Protestants, being deprived of the free exercise of their own religion, not seeing their way to taking part in the exercises of the Roman religion, not being able to get the books they would require for their instruction, consider, my lord, what--might be their condition if they were absolutely deprived of pastors.

They would be ignorant of their most essential duties, and would fall either into fanaticism, the fruitful source of extravagances and irregularities, or into indifference and contempt for all religion." The firm moderation, the courageous and simple devotion, breathed by this letter, were the distinctive traits of the career of Paul Rabaut, as well as of Antony Court; throughout a persecution which lasted nearly forty years, with alternations of severity and clemency, the chiefs of French Protestantism managed to control the often recurring desperation of their flocks.

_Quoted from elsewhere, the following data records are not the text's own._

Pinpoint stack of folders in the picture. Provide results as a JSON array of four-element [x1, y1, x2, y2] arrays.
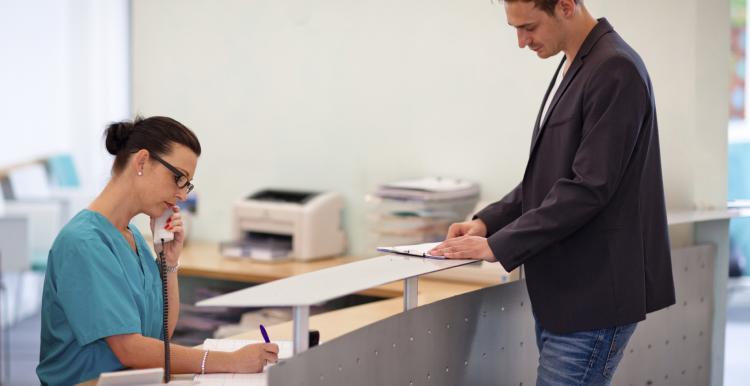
[[366, 177, 479, 255]]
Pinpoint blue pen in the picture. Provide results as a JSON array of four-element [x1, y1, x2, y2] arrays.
[[260, 324, 271, 343]]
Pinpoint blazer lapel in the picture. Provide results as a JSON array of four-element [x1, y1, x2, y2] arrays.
[[529, 18, 613, 157], [530, 55, 565, 150]]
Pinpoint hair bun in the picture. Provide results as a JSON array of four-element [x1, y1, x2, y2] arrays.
[[104, 121, 134, 155]]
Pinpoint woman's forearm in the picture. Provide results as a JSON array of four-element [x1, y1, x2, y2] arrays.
[[107, 334, 236, 374], [167, 272, 180, 338]]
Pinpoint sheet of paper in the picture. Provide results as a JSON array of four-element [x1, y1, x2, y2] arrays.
[[378, 242, 445, 259], [194, 339, 294, 386]]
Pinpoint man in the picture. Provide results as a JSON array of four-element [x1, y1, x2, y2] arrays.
[[431, 0, 675, 385]]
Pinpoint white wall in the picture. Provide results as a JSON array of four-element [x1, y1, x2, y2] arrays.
[[132, 0, 729, 253], [0, 0, 130, 192]]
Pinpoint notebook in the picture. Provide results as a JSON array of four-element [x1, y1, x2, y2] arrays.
[[377, 242, 445, 259]]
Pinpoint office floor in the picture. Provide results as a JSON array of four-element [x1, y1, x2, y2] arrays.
[[0, 278, 750, 386]]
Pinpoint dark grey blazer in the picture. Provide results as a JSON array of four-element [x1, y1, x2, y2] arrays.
[[476, 19, 675, 333]]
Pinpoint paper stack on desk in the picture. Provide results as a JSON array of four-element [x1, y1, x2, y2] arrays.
[[377, 242, 445, 259], [194, 339, 294, 386], [366, 177, 479, 249]]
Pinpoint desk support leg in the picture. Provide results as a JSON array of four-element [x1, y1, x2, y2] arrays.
[[292, 306, 310, 355], [404, 276, 419, 311]]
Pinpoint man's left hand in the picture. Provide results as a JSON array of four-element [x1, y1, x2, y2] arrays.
[[429, 236, 497, 262]]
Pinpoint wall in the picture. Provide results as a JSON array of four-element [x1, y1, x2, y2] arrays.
[[132, 0, 729, 253], [0, 0, 130, 192]]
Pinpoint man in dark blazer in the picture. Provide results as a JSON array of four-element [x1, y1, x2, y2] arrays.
[[431, 0, 675, 385]]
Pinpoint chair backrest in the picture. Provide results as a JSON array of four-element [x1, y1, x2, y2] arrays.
[[47, 154, 81, 188], [0, 216, 31, 273], [8, 163, 51, 200]]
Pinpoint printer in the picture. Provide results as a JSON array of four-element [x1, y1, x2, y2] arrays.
[[231, 189, 346, 261]]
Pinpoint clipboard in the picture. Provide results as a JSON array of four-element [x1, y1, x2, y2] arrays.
[[377, 242, 445, 260]]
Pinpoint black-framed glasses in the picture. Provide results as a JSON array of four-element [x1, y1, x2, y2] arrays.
[[150, 153, 195, 193]]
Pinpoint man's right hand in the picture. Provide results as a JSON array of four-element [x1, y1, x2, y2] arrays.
[[445, 219, 487, 240]]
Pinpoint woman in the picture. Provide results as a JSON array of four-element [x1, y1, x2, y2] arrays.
[[37, 117, 278, 385]]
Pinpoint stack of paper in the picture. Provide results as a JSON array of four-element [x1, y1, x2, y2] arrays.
[[367, 177, 479, 253], [194, 339, 294, 386]]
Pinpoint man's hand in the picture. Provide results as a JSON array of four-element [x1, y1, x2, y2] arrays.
[[429, 235, 497, 262], [445, 219, 487, 240]]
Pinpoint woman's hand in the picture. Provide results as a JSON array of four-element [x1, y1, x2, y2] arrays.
[[231, 343, 279, 373], [151, 205, 185, 266]]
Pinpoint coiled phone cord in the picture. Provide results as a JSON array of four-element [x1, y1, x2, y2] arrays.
[[159, 239, 171, 383]]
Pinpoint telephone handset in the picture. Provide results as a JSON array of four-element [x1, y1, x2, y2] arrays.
[[154, 208, 174, 383]]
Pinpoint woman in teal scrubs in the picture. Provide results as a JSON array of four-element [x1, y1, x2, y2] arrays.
[[37, 117, 278, 385]]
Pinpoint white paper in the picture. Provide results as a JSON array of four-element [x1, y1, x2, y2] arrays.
[[378, 242, 445, 259], [194, 339, 294, 386]]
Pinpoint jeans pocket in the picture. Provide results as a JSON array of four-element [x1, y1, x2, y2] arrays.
[[602, 323, 636, 380]]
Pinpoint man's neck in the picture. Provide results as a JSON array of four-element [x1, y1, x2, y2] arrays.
[[563, 8, 598, 65]]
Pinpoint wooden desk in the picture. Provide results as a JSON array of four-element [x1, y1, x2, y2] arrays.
[[180, 242, 500, 298]]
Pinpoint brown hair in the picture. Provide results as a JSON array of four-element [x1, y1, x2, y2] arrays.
[[505, 0, 583, 15], [104, 116, 201, 174]]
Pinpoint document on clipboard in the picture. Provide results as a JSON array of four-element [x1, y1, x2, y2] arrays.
[[377, 242, 445, 259]]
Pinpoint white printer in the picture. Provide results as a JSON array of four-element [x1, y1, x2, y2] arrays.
[[231, 189, 346, 261]]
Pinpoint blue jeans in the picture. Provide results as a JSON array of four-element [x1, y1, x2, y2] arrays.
[[536, 322, 637, 386]]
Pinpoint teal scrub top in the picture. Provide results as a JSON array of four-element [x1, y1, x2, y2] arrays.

On the occasion of a temporary rising on the borders of the Gardon, Paul Rabaut wrote to the governor of Languedoc, "When I desired to know whence this evil proceeded, it was reported to me that divers persons, finding themselves liable to lose their goods and their liberty, or to have to do acts contrary to their conscience, in respect of their marriages or the baptism of their children, and knowing no way of getting out of the kingdom and setting their conscience free, abandoned themselves to despair, and attacked certain priests, because they regarded them as the primal and principal cause of the vexations done to them.

Once more, I blame those people; but I thought it my duty to explain to you the cause of their despair.